The first report, launched at WTTC’s Global Summit in Las Vegas in May, set three recovery scenarios and suggested that the overall impact of the earthquake and tsunami could range from a reduction of ¥0.9 trillion (low-impact scenario) to ¥1.9 trillion (high-impact scenario) in travel and tourism’s contribution to Japan’s GDP in 2011.
Prior to the March 11, Japan’s travel and tourism was expected to directly contribute ¥10.5 trillion to Japanese GDP in 2011, or 2.2% of total GDP, and to directly provide nearly 1.5 million jobs.
This second report analyzes the recovery using data from JNTO and STR Global. Foreign visitor arrivals in June and July were 36% lower than in the same period last year (JNTO). This compares to falls in April and May of 62% and 50%, respectively. So while a full recovery is still some way off, the situation has improved significantly.
Likewise, STR Global data shows that hotel room demand has improved in June and July, relative to previous months since the quake but was still roughly 5% lower than June and July 2010.
The report also highlights that, according to Oxford Economics estimates, domestic travel demand was only 2% lower in the three months to July 2011 than in the same period in 2010, and may even have been marginally higher than a year earlier in July.
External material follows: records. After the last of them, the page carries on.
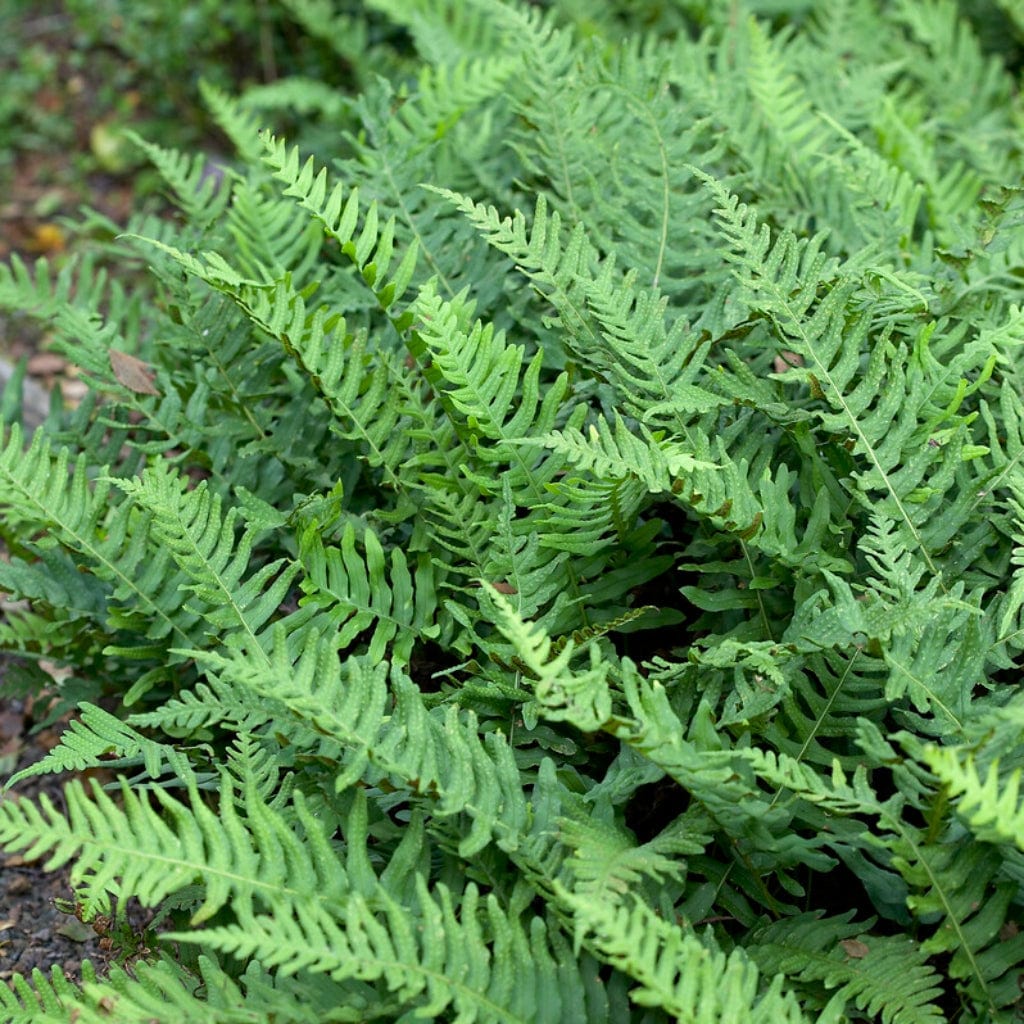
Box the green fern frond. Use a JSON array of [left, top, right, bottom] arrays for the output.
[[410, 282, 570, 502], [766, 650, 890, 768], [212, 274, 415, 488], [0, 956, 263, 1024], [519, 411, 716, 495], [125, 672, 287, 736], [195, 628, 529, 856], [534, 472, 649, 557], [239, 76, 348, 123], [369, 0, 512, 70], [260, 131, 419, 318], [561, 890, 811, 1023], [0, 772, 341, 922], [753, 735, 1024, 1016], [223, 182, 324, 283], [183, 879, 591, 1024], [5, 703, 195, 787], [697, 170, 996, 583], [114, 461, 299, 654], [0, 253, 146, 393], [485, 586, 615, 732], [393, 54, 521, 149], [0, 427, 203, 663], [298, 519, 439, 665], [482, 477, 574, 621], [199, 78, 266, 163], [721, 17, 832, 208], [428, 188, 605, 364], [278, 0, 377, 75], [558, 809, 705, 903], [924, 745, 1024, 850], [128, 132, 236, 226], [749, 911, 944, 1024]]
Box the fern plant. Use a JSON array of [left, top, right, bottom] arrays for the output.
[[3, 0, 1024, 1020]]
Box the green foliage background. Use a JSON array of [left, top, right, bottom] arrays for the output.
[[3, 0, 1024, 1020]]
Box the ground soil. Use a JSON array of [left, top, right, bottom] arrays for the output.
[[0, 662, 149, 987]]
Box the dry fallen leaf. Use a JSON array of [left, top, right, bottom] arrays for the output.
[[839, 938, 870, 959], [773, 350, 805, 374], [109, 348, 160, 396]]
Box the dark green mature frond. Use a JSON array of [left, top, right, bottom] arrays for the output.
[[491, 3, 721, 295], [753, 736, 1024, 1016], [900, 838, 1024, 1012], [432, 187, 717, 421], [534, 472, 650, 558], [767, 651, 891, 768]]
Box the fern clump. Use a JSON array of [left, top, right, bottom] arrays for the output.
[[3, 0, 1024, 1020]]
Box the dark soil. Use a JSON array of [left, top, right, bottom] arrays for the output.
[[0, 662, 117, 985]]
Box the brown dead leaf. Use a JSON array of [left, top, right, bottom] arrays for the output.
[[109, 348, 160, 396], [773, 350, 804, 374], [490, 582, 518, 595], [839, 938, 870, 959]]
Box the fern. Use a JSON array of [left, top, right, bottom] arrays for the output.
[[4, 1, 1024, 1020], [749, 912, 944, 1024]]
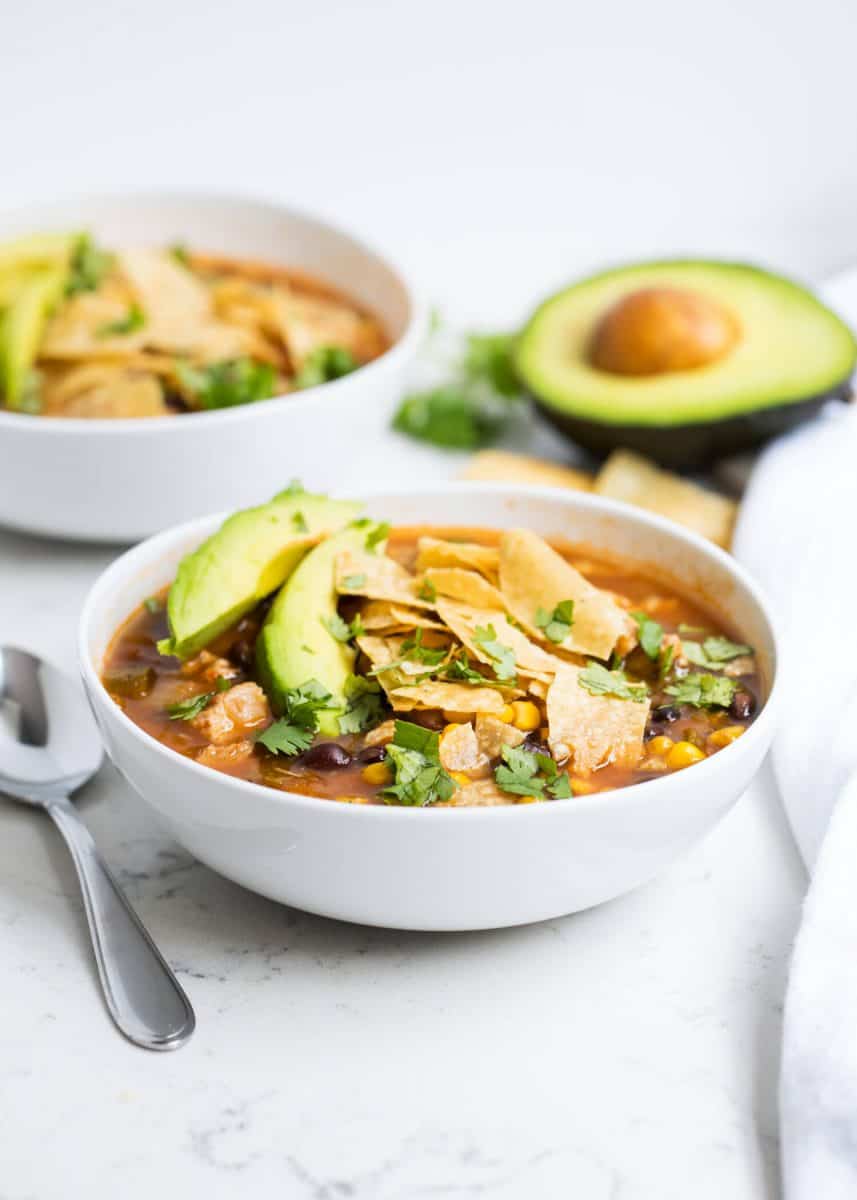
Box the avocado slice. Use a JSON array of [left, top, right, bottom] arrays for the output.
[[516, 260, 857, 468], [0, 231, 79, 274], [0, 265, 68, 410], [256, 522, 379, 734], [160, 489, 362, 660]]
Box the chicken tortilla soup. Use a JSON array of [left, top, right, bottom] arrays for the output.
[[102, 485, 761, 806]]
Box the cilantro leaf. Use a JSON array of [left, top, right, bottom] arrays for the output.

The above data shows that Japan’s travel and tourism is recovering well and that a return to baseline can be expected by early 2012, which is in line with WTTC’s low-impact scenario.
A further update report later this year will revisit the recovery scenarios for Japan’s travel and tourism industry in line with latest data, and will present a revised estimate for the economic impact of the earthquake and tsunami. The final report will be a “one year after” review launched at WTTC’s Global Summit, April 16-19, 2012 in Tokyo/Sendai, Japan.